Doña Silvia comenta: “Rafael era guapo, tenía muchas amigas, las muchachas lo buscaban, era alegre, bueno para el baile, contaba chistes, pero también era respetuoso y servicial con ellas. Fácilmente se ganaba a la gente”.
“Dicen que traía una novia que le gustaba a uno de esos que era de los malos y que lo tenía amenazado de que no anduviera con ella, que se retirara. Dicen que por eso se lo llevaron”.

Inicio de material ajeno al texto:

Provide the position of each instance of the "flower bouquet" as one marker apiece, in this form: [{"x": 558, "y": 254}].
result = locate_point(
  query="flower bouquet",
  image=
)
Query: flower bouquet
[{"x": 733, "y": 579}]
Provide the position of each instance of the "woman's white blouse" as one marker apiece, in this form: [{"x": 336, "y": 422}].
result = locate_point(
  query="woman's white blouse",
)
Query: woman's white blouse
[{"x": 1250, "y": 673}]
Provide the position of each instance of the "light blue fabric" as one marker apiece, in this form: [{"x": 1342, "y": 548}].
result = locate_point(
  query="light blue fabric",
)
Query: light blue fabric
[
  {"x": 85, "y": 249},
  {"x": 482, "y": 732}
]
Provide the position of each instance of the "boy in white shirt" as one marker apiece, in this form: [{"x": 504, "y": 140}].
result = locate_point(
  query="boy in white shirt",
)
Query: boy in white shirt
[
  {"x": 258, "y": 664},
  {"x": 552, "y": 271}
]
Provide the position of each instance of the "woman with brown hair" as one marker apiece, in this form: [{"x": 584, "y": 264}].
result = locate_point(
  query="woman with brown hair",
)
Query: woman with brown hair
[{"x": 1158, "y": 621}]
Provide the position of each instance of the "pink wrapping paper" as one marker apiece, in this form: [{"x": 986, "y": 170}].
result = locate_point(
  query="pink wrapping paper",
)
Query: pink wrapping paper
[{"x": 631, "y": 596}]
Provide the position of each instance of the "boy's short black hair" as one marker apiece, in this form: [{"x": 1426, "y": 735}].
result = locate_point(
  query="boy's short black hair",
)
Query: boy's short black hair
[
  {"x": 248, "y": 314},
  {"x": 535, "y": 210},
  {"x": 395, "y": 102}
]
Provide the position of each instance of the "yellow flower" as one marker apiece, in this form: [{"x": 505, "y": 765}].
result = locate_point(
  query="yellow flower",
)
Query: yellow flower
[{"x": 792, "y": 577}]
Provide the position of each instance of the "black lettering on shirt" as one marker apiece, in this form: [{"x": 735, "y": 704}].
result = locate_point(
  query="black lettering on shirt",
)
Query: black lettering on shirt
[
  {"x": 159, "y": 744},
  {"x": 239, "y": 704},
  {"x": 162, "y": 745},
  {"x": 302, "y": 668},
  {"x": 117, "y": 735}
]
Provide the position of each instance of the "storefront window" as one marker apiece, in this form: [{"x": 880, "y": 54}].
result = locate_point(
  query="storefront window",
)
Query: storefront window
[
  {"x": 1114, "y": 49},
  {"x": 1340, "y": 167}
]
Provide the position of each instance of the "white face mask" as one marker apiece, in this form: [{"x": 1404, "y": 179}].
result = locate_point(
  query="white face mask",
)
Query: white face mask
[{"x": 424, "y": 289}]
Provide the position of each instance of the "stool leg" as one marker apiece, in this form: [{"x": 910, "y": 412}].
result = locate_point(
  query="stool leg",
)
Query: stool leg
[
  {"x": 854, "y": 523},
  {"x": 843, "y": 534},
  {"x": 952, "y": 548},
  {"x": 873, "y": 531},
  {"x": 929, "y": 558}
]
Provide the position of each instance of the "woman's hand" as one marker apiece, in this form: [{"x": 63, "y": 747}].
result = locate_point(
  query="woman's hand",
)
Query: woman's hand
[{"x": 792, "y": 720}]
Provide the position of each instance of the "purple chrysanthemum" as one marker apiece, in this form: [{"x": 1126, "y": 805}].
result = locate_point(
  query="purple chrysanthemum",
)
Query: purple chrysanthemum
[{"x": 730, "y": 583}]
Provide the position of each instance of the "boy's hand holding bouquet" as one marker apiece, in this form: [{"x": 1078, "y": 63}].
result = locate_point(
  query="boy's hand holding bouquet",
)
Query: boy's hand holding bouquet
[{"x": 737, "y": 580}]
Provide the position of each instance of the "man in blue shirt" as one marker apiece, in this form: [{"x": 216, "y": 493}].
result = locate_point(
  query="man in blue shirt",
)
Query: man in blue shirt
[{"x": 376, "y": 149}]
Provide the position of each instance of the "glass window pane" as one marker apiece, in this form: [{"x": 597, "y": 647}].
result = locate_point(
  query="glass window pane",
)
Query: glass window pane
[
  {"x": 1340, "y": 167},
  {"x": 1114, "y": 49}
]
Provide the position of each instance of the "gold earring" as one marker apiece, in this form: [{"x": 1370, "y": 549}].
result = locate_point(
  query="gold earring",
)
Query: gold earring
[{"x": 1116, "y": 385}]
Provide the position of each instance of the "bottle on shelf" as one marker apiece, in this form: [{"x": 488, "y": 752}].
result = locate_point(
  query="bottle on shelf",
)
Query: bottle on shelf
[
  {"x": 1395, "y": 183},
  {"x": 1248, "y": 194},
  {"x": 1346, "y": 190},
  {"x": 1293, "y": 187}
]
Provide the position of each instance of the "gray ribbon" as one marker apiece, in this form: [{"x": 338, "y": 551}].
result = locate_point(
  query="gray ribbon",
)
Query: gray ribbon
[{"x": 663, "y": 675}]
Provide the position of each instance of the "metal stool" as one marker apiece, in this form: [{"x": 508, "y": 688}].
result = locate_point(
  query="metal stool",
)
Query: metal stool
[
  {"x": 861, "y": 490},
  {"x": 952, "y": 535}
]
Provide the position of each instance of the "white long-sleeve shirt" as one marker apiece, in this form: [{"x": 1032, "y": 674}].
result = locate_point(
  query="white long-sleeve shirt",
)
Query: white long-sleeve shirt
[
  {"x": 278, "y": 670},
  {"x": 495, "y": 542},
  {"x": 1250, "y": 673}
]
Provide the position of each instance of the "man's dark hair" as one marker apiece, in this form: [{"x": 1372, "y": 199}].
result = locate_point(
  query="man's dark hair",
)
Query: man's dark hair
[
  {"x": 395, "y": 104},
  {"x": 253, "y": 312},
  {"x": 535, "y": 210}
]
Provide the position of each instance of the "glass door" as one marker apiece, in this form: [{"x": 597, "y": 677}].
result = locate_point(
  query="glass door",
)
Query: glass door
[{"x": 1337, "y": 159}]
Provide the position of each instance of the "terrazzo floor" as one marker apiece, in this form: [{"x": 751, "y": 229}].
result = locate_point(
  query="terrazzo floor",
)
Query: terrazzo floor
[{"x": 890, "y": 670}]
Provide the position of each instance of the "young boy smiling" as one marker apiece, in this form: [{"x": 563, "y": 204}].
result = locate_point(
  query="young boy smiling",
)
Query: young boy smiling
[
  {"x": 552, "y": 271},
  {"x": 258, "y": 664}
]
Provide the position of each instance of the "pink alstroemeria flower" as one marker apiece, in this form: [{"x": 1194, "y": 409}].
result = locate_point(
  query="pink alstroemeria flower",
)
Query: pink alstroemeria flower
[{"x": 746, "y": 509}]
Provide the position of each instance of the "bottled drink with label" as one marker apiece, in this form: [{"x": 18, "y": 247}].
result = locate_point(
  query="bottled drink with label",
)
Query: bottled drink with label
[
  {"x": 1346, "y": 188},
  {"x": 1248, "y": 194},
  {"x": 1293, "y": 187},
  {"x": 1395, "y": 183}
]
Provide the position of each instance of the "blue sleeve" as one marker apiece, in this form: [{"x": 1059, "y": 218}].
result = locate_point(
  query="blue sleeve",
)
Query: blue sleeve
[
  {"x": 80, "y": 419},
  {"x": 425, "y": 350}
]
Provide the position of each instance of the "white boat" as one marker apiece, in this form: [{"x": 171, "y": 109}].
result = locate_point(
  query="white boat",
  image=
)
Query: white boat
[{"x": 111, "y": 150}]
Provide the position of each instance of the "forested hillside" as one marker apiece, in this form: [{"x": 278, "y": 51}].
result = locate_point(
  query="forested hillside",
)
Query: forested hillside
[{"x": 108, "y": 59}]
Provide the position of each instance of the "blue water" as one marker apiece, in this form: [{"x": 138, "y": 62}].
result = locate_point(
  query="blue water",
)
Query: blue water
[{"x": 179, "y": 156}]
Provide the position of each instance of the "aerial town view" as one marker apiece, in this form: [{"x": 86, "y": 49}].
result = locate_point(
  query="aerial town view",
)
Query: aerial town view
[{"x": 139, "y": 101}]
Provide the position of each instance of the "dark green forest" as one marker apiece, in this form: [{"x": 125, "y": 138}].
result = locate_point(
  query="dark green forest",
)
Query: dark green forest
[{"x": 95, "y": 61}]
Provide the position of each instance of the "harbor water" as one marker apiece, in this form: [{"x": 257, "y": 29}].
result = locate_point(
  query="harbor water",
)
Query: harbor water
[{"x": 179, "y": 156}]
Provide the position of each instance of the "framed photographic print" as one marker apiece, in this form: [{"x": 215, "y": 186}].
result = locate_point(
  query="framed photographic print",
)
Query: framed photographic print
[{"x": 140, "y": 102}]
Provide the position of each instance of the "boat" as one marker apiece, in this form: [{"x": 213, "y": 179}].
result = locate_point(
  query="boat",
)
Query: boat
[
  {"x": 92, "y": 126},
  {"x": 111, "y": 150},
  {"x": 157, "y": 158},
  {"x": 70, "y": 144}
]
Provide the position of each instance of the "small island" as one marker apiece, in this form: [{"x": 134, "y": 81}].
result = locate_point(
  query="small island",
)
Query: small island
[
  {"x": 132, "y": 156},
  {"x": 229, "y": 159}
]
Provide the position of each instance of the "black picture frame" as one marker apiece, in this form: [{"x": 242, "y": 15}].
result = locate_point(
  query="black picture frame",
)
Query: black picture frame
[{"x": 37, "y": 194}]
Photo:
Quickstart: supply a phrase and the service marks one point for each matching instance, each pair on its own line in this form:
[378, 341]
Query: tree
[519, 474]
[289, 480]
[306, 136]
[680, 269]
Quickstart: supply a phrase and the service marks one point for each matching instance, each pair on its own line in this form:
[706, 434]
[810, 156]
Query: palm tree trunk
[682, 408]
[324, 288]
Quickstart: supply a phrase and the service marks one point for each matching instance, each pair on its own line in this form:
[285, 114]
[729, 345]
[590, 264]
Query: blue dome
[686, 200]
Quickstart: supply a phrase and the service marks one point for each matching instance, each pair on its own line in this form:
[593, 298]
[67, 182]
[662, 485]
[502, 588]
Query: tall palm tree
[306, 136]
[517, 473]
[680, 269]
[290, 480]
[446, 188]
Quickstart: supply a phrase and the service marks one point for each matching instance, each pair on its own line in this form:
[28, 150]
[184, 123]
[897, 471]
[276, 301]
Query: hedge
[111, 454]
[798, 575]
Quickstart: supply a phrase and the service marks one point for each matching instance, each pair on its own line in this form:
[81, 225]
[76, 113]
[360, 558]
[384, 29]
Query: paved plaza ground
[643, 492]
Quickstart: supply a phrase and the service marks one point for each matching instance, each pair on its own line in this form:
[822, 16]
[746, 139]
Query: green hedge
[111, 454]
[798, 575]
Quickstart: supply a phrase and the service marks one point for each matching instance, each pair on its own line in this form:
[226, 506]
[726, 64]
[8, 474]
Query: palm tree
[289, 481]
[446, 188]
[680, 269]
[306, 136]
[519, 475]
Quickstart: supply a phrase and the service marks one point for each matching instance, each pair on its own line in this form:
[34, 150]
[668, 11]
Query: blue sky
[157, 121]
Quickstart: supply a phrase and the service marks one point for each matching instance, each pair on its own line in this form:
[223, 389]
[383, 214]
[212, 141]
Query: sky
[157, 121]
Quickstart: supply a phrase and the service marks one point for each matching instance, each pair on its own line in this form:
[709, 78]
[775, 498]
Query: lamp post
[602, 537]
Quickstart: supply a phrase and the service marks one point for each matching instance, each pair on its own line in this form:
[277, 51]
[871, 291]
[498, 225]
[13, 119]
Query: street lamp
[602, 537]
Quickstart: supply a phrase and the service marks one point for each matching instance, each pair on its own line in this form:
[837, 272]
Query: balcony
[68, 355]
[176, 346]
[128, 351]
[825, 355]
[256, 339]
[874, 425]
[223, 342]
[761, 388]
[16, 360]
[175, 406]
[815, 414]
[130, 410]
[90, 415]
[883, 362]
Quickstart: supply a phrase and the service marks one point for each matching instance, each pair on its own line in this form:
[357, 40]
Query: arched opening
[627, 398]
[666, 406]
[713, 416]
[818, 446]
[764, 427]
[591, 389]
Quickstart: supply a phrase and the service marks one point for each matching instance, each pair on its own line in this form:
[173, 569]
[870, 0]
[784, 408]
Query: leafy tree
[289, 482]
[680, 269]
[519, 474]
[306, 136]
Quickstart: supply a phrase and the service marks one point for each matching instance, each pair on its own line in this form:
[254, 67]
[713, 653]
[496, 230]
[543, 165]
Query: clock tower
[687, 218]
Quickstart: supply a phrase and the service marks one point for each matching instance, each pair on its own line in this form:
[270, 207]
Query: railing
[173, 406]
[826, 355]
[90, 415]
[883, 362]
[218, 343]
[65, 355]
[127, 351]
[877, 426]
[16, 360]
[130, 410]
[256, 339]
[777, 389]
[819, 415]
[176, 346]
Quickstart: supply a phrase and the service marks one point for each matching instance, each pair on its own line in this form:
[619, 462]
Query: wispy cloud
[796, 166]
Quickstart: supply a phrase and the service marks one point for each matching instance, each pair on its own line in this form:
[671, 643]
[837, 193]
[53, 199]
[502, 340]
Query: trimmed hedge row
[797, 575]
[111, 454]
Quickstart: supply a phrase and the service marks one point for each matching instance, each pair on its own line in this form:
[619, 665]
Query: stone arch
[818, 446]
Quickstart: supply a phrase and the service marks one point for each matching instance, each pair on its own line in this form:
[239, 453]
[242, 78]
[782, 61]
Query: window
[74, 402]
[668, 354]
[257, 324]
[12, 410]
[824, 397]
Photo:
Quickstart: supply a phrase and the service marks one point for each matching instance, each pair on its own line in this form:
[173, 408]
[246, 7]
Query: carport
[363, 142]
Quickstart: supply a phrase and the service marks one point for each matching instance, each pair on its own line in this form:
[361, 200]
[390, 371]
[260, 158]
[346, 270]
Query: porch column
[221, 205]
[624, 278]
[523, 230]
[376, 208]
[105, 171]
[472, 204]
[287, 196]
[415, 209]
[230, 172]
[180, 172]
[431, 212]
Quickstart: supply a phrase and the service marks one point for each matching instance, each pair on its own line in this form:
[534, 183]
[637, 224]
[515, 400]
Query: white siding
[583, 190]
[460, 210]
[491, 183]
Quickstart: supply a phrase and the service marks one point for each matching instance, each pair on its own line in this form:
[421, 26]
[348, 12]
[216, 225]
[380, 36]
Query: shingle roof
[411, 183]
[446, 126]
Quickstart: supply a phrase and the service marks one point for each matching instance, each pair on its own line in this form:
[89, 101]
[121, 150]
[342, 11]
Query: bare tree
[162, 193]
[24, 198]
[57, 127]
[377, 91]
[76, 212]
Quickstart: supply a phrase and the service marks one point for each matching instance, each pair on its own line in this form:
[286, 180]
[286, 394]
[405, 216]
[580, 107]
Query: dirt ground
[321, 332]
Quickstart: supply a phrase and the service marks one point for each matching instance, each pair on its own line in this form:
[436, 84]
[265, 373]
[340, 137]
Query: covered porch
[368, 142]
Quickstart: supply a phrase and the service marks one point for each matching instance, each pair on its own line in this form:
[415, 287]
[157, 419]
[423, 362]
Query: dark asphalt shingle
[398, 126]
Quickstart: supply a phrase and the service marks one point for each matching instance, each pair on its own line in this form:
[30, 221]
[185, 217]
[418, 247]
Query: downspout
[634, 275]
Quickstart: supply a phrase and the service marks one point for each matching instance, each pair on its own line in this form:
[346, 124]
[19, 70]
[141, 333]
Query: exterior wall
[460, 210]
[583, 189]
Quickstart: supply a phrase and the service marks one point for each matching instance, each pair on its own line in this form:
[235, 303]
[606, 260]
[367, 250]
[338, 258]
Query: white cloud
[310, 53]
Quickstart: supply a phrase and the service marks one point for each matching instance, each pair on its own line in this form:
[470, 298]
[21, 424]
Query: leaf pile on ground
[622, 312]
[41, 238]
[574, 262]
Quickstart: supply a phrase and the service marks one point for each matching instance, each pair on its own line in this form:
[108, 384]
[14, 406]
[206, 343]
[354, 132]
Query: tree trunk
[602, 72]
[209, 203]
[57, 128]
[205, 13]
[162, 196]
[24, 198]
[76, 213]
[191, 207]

“Han pasado los meses y los años, ha llovido y hecho frío, pero yo no pierdo las esperanzas de volver a tener a mi hijo conmigo, de que nos haga cantar y nos cuente chistes”.
Ella guarda las botas, las camisas que le gustaban a su hijo.
“Nos contaron que dos de los que se llevaron a mi hijo murieron en un enfrentamiento con los soldados y los policías, pero eso no me devolverá a mi hijo. Además, otras madres sufren pues también han perdido a los suyos”.
LAS DESAPARICIONES
México cerró 2022 con al menos 109 mil 321 personas reportadas como desaparecidas en el territorio nacional desde que se tiene registro. Jalisco es la entidad que ocupa el primer lugar con 15 mil 38 casos, seguido por Tamaulipas con 12 mil 12 mil 464 y el Estado de México con un total 11 mil 875.
Atender este fenómeno producto de la violencia que asola al país ha sido el reclamo constante de los colectivos de familiares de personas desaparecidas y principalmente de las madres buscadoras que han evidenciado la crisis que se vive en la materia, en la que en este año además se sumó otro factor que las pone a ellas en alerta y vulnerabilidad: el asesinato de las activistas.